Miles looked me straight in the eye. “Severe social anxiety related to a psychosocial disorder compounded of dyslexia, racial trauma, and a disadvantaged childhood. All of which manifested themselves in a crippling and incurable agoraphobia triggered by large scholarly gatherings, where his symptoms could become exacerbated to the point of aphasia. If I wished, he told me, he could bring me a note from his psychiatrist.”

“Slick,” I mused. “At any academic conference he ran the risk of running into someone who knew him as Frankie Vitagliano.” So that’s how he’d gotten away with it for so long. My colleague and I stared at each other, equally aghast. Ironically, after years of acrimony the elder statesman of my department had suddenly become my ally.

“But, you know,” Miles concluded, “I’m not responsible for handling this, thank God. That goddamn pantywaist Hilton insists he’s still department chair, so you can throw this hot potato right in his lap.”

***

 

Ned Hilton seemed even more horrified by Joe’s fraudulent identity than he’d been about the man’s death. “Don’t you dare,” he said, “tell the police about this. Or anyone at the college.” He stared into my eyes with a intense single-minded determination to subjugate any independent action on my part. “I’ve got to call a meeting of the senior faculty right away—before this appalling news becomes public.” He’d been losing weight all semester, and his pasty skin now pulled tight over his eye sockets, bony nose and jaw. His thin hand trembled. “The Enfield English Department,” he said, “will be the laughing stock of the profession. Allowing ourselves to be duped into hiring a false minority.” The shaky hand was already straying toward the phone. “Let me see, yes, tenured professors for a crisis-management meeting.…”

A pow-wow
, I thought.
Big chief medicine men
.

“It’s imperative that we gear up immediately for damage control.” Ned gave me a warrior’s fierce glare, and I felt like laughing in his face. If I’d wanted to, I could have knocked the puny dude flat on his back with his hot-pink stress ball. “After all,” he continued, “our first loyalty is to the department.”

Lotsa luck, Department
, I thought.

“And, I repeat, Karen, not a word to anyone until I tell you. Especially not to the police.”

***

 

As soon as my office door clicked shut behind me, I called the police.

Of course the police officer I called was Felicity Schultz, who was not currently on active duty. “This information changes everything, you know,” she said. “It’s a whole new ball game—widens the investigation way beyond Enfield, Massachusetts. Now we gotta take Brooklyn into account and the entire friggin’ state of Montana. Well, we don’t gotta—Boylan does. That onionhead probably hasn’t even thought to look at anyone outside Enfield.”

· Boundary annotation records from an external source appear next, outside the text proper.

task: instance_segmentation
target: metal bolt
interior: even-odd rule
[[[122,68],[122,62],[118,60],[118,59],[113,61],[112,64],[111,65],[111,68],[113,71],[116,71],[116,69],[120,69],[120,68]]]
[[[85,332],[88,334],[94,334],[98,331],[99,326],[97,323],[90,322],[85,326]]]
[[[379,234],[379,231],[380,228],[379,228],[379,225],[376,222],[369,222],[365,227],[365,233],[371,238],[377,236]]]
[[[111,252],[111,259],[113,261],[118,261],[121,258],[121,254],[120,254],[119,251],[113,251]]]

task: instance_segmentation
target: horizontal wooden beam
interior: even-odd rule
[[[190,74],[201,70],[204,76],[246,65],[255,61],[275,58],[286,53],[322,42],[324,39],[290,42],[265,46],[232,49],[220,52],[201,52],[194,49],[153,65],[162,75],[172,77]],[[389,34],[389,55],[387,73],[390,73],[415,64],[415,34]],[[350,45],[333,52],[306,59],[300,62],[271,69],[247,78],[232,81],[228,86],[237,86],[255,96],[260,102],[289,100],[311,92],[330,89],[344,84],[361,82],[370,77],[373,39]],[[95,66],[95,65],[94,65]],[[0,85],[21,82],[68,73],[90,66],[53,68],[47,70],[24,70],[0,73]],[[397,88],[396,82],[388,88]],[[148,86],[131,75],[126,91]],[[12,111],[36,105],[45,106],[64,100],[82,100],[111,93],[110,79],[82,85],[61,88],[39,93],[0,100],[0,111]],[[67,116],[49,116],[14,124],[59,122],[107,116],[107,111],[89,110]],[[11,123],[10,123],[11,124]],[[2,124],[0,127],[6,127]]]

“I’ll call Boylan, then,” I said pensively, “and tell him I need to see him. Not that I want to have anything more to do with that S.O.B., but, you’re right, this does change everything. No wonder the investigators couldn’t find anyone from Joe Lone Wolf’s past—he didn’t have a past. Only Frankie Vitagliano had a past. You know,” I continued, “the knowledge of Joe’s true identity could really take the focus off of Enfield College.”

“And off of you,” Charlie’s loyal partner said.

“And off of Ayesha Ahmed.” Which lightened my heart; I hadn’t realized how worried I was about my Muslim student. Well, I worried about all my students—I was an equal-opportunity worrier—they were so much more vulnerable than they knew, so lacking in experience of the inequities that the world could hurl at them. Well, most of them, anyhow, I thought; life had not been kind to Hank Brody, the coal-miner’s kid from Pensylvania—at least so far. Enfield College was his chance to turn it around.

“Be careful, though,” Felicity said. “Boylan’s likely to think you’ve concocted the entire story in an attempt to derail his investigation.” Young Buster began to cry in the background, and Felicity sighed. But it wasn’t the bawling I might have expected from such a bruiser; something more like an informational cry:
Poop! Poop! Hey, lady, poop here!
Nonetheless I could hear Felicity give another deep, resigned sigh. “Adele, no, you don’t have to do that—I’ll change him.” Then she addressed me again. “Listen, see if this Horowitz guy can tell you a little more precisely where Vitagliano came from.”